Revealed Preference Relations¶
Revealed Preference in General Datasets¶
Consider a general dataset \(\mathcal{D}=\left\{\big(A_i,C(A_i)\bigr)\right\}_{i=1}^k\) and distinct choice alternatives \(x,y\) in \(X\).
The following definitions and notation will be used for the different ways in which \(x\) may be revealed preferred to \(y\) in \(\mathcal{D}\):
\(x\succsim^R y\) if there exists a menu \(A_i\) in \(\mathcal{D}\) such that \(x\in C(A_i)\) and \(y\in A_i\).
\(x\succ^R y\), if there exists a menu \(A_i\) in \(\mathcal{D}\) such that \(x\in C(A_i)\) and \(y\in A_i\setminus C(A_i)\) [i.e. \(y\in A_i\) and \(y\not\in C(A_i)\)].
\(x\succsim^{\widehat{R}} y\), if there exists a sequence of menus \(A_{(1)},\ldots, A_{(n)}\) in \(\mathcal{D}\) and a sequence of alternatives \(x_{(1)},\ldots,x_{(n)}\) in \(X\) such that \(x=x_{(1)}\), \(y=x_{(n)}\) and \(x_{(i)}\succsim^R x_{(i+1)}\) for all \(i=1,\ldots,n-1\).
\(x\succ^{\widehat{R}} y\), if there exists a sequence of menus \(A_{(1)},\ldots, A_{(n)}\) in \(\mathcal{D}\) and a sequence of alternatives \(x_{(1)},\ldots,x_{(n)}\) in \(X\) such that \(x=x_{(1)}\), \(y=x_{(n)}\) and \(x_{(i)}\succ^R x_{(i+1)}\) for all \(i=1,\ldots,n-1\).

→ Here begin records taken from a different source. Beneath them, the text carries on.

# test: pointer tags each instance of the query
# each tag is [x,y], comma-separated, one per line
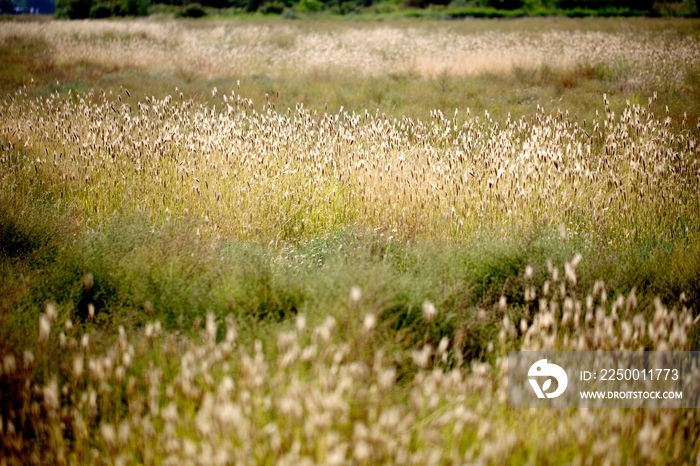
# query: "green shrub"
[272,8]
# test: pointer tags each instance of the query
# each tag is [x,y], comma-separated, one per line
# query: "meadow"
[314,241]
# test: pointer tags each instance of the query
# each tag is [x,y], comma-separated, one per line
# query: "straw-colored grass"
[225,279]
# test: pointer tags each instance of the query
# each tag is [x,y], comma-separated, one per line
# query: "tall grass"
[216,279]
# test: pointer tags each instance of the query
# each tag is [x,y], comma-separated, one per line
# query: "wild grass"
[201,271]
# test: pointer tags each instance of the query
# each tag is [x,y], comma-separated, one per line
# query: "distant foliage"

\(x\succsim^B y\) if \(x\in C(\{x,y\})\).
\(x\succ^B y\) if \(\{x\}=C(\{x,y\})\).
\(x\succsim^{\widehat{B}}y\) if there is a sequence of alternatives \(x_{(1)},\ldots,x_{(n)}\in X\) such that \(x=x_{(1)}\), \(y=x_{(n)}\) and \(x_{(i)}\succsim^B x_{(i+1)}\) for all \(i=1,\ldots,n-1\).

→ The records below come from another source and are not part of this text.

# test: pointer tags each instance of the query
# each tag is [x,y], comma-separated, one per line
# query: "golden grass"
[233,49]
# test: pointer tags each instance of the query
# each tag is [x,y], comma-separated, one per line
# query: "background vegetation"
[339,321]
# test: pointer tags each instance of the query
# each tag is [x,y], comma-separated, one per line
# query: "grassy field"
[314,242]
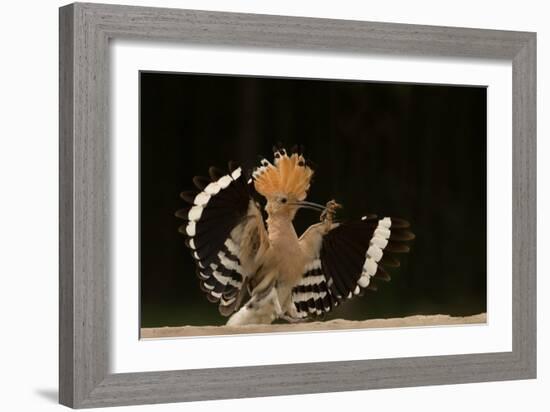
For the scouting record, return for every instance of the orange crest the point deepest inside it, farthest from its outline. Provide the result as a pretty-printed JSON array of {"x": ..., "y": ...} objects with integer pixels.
[{"x": 290, "y": 176}]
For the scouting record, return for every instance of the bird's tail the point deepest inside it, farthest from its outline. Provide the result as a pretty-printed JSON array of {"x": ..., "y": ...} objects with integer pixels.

\(x\succ^{\widehat{B}}y\) if there is a sequence of alternatives \(x_{(1)},\ldots,x_{(n)}\in X\) such that \(x=x_{(1)}\), \(y=x_{(n)}\) and \(x_{(i)}\succ^B x_{(i+1)}\) for all \(i=1,\ldots,n-1\).
Revealed Preference in Budgetary Datasets¶
Consider a budgetary dataset \(\mathcal{D}=\left\{(p^i,x^i)\right\}_{i=1}^k\) and consumption bundles \(x^i,x^j\) in \(\mathbb{R}^n_+\) such that \(i,j\leq k\).

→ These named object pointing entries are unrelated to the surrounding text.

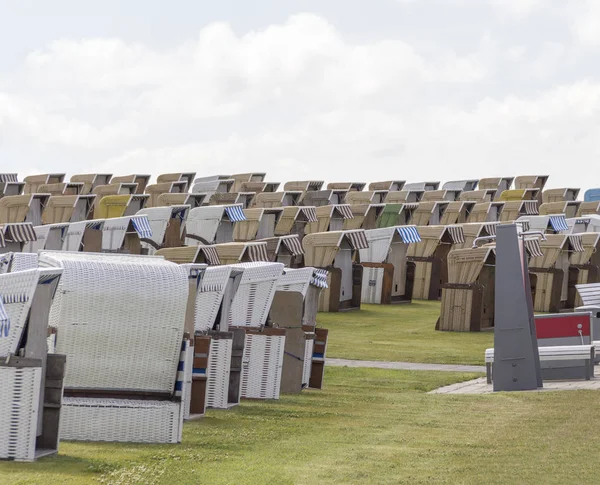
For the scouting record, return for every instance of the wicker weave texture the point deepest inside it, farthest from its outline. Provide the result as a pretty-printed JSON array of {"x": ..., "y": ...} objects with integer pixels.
[
  {"x": 120, "y": 420},
  {"x": 19, "y": 407},
  {"x": 119, "y": 323},
  {"x": 252, "y": 301},
  {"x": 219, "y": 365},
  {"x": 209, "y": 296},
  {"x": 262, "y": 365},
  {"x": 17, "y": 291}
]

The following definitions and notation will be used for the different ways in which \(x^i\) may be revealed preferred to \(x^j\) in \(\mathcal{D}\):
\(x^i\succsim^R x^j\) if \(p^ix^i\geq p^ix^j\).
\(x^i\succ^R x^j\) if \(p^ix^i>p^ix^j\).
\(x^i\succsim^{\widehat{R}} x^j\) if there exist observations \((p^l,x^l),\ldots,(p^{l+n},x^{l+n})\) in \(\mathcal{D}\) such that \(x^i=x^l\), \(x^j=x^{l+n}\) and \(p^lx^l\geq p^lx^{l+1}\), \(\ldots\), \(p^{l+n-1}x^{l+n-1}\geq p^{l+n-1}x^{l+n}\).